When 18-tabling full ring, I average about 14.5-15 VP$IP and 13-13.5 PFR. I'll be posting a stats thread in the full ring forum today probably since I'm about to break 50k hands of 200nl for the year. I'm not totally sure I understand the second question but I'll try to answer it anyway.
Edit: http://www.flopturnriver.com/phpBB2/...st-t65966.html is the stats post referred to above
At any given time, I'm only involved in 2-3, rarely 4-5 hands that "matter". By "hands that matter" I mean there's something about them that's going to take some sort of thought.
For an example of a hand that "doesn't matter", say you raise AQs in EP, get a 20/5 caller from the blinds who folds to a c-bet 89% of the time over a large sample. The flop comes K95 giving you a flush draw and you're checked to. You c-bet. So far this hand hasn't taken much thought and is pretty much played automatically.
Villain calls. The turn is a Q and villain checks. Now it's starting to become a "hand that matters" because you have to think a little to decide what your play is going to be, but I probably check here depending on the villain.

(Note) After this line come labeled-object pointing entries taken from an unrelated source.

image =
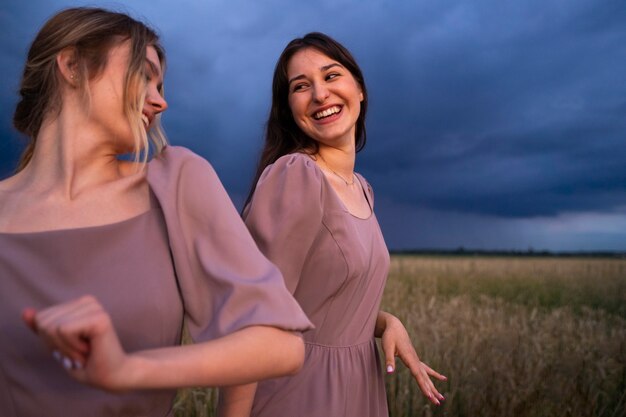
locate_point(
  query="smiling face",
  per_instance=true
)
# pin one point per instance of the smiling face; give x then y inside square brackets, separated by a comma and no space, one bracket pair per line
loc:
[107,96]
[324,98]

The river comes a 5 that misses our flush draw. Villain leads with a near-PSB. Now I've got to think more specifically about what hands he could hold. I don't know what I would do here because it would depend mostly on the individual villain.
I guess the point is that all of my decisions are sort of on this sliding scale of whether I have to think much about them or not. Big pots, later streets, villains I have been pushing and been getting pushed back against, and non-standard lines tend to involve more thought.